Leveraging Large Language Models for enzymatic reaction prediction and characterization
Lorenzo Di Fruscia, Jana Marie Weber

TL;DR
This paper evaluates the effectiveness of large language models, especially Llama-3.1, in predicting and characterizing enzymatic reactions, showing their potential and limitations in biochemical tasks.
Contribution
It systematically assesses LLMs for enzymatic reaction prediction, employing multitask fine-tuning and analyzing performance in low-data scenarios, revealing their capabilities and challenges.
Findings
Fine-tuned LLMs effectively capture biochemical knowledge.
Multitask learning improves enzyme reaction predictions.

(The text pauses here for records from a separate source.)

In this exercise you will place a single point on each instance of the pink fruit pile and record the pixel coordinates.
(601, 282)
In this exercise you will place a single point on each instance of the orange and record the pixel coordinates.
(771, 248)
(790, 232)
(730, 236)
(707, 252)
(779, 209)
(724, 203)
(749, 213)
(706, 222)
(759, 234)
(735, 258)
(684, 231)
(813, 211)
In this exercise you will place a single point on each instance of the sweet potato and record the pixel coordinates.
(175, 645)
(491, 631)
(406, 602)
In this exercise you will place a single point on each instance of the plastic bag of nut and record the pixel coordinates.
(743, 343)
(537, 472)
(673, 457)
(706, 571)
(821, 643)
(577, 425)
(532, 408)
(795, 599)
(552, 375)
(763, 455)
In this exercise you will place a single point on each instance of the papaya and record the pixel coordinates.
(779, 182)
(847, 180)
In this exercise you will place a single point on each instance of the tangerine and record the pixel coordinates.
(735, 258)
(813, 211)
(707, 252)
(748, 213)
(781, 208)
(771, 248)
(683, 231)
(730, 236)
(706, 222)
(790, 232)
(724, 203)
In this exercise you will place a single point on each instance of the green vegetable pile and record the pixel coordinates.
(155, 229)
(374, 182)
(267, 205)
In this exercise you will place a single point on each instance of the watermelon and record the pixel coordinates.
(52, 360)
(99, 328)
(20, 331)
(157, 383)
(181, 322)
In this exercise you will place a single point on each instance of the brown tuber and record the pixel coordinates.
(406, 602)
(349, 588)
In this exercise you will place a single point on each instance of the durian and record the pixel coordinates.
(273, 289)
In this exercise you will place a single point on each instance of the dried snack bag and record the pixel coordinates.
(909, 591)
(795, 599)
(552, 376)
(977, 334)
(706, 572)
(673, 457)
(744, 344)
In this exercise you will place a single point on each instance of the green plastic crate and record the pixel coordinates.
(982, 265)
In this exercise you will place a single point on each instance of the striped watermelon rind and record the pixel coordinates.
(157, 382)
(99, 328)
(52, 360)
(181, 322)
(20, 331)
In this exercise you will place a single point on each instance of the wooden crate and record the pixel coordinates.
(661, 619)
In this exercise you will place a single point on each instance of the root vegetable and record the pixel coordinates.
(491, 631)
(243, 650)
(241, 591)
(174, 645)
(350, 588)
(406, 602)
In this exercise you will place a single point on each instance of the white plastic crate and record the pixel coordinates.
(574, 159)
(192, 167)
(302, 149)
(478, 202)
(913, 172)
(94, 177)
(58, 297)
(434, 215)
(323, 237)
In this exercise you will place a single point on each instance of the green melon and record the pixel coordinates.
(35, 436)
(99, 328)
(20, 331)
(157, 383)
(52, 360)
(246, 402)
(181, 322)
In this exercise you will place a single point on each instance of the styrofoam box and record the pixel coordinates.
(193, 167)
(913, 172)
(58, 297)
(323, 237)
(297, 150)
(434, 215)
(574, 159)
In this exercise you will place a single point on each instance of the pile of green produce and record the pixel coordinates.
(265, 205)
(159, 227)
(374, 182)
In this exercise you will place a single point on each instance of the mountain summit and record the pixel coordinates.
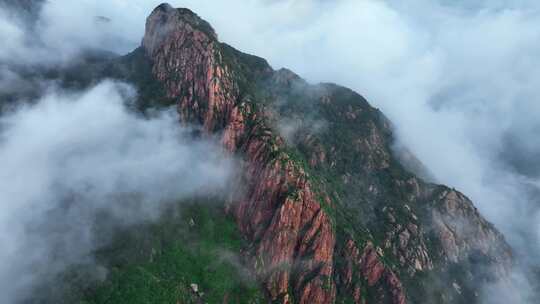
(323, 210)
(329, 212)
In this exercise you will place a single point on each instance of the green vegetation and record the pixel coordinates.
(193, 243)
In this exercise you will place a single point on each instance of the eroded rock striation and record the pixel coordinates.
(330, 214)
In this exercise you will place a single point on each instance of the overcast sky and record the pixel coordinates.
(460, 81)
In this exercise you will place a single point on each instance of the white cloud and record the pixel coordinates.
(71, 156)
(460, 80)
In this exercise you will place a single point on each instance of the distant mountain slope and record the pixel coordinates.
(326, 212)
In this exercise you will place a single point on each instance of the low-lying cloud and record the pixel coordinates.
(71, 157)
(459, 80)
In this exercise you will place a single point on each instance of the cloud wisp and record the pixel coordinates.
(71, 157)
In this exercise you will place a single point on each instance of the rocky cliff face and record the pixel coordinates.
(329, 212)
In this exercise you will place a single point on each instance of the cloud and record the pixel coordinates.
(71, 157)
(459, 80)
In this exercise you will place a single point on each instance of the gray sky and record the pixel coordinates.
(459, 81)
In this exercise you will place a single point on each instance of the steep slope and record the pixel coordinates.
(328, 211)
(324, 211)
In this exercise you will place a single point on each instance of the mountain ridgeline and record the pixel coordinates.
(326, 212)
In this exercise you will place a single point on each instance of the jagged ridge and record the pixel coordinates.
(298, 200)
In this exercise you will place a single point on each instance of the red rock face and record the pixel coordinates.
(291, 234)
(367, 264)
(292, 239)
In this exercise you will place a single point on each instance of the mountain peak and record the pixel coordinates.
(165, 22)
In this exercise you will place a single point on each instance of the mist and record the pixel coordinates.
(72, 157)
(459, 80)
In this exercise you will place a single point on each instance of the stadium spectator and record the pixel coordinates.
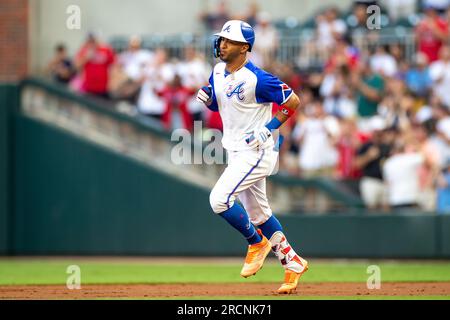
(419, 140)
(398, 9)
(251, 15)
(370, 157)
(357, 20)
(439, 5)
(156, 77)
(348, 143)
(93, 61)
(263, 52)
(440, 76)
(338, 94)
(316, 136)
(214, 20)
(61, 67)
(431, 32)
(176, 98)
(329, 29)
(401, 174)
(397, 105)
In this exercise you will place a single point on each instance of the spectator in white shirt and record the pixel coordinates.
(126, 75)
(383, 63)
(156, 77)
(317, 135)
(263, 51)
(194, 72)
(440, 76)
(329, 28)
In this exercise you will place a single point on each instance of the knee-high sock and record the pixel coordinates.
(238, 218)
(271, 226)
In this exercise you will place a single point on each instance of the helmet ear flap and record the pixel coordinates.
(216, 47)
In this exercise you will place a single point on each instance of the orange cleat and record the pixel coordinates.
(291, 278)
(256, 254)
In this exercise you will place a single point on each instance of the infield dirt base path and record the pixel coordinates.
(221, 290)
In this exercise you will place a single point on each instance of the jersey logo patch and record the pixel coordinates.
(238, 91)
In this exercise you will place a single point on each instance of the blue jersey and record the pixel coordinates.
(244, 100)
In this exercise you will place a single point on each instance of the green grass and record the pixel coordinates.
(21, 272)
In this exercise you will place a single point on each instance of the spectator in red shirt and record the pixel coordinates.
(431, 33)
(347, 145)
(93, 61)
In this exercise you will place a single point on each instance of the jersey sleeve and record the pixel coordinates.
(271, 89)
(214, 106)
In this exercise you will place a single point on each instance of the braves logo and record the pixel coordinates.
(238, 91)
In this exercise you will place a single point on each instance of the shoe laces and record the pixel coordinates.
(254, 252)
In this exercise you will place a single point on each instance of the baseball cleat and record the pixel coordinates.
(256, 254)
(291, 278)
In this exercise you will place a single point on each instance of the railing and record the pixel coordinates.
(139, 138)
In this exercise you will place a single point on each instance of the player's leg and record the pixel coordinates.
(256, 204)
(243, 170)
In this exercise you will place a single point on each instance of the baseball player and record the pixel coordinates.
(243, 95)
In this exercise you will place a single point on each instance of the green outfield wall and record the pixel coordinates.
(8, 99)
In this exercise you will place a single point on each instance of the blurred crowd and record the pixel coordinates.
(370, 118)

Challenges remain in hierarchical enzyme classification schemes.
Abstract
Predicting enzymatic reactions is crucial for applications in biocatalysis, metabolic engineering, and drug discovery, yet it remains a complex and resource-intensive task. Large Language Models (LLMs) have recently demonstrated remarkable success in various scientific domains, e.g., through their ability to generalize knowledge, reason over complex structures, and leverage in-context learning strategies. In this study, we systematically evaluate the capability of LLMs, particularly the Llama-3.1 family (8B and 70B), across three core biochemical tasks: Enzyme Commission number prediction, forward synthesis, and retrosynthesis. We compare single-task and multitask learning strategies, employing parameter-efficient fine-tuning via LoRA adapters. Additionally, we assess performance across different data regimes to explore their adaptability in low-data settings. Our results demonstrate…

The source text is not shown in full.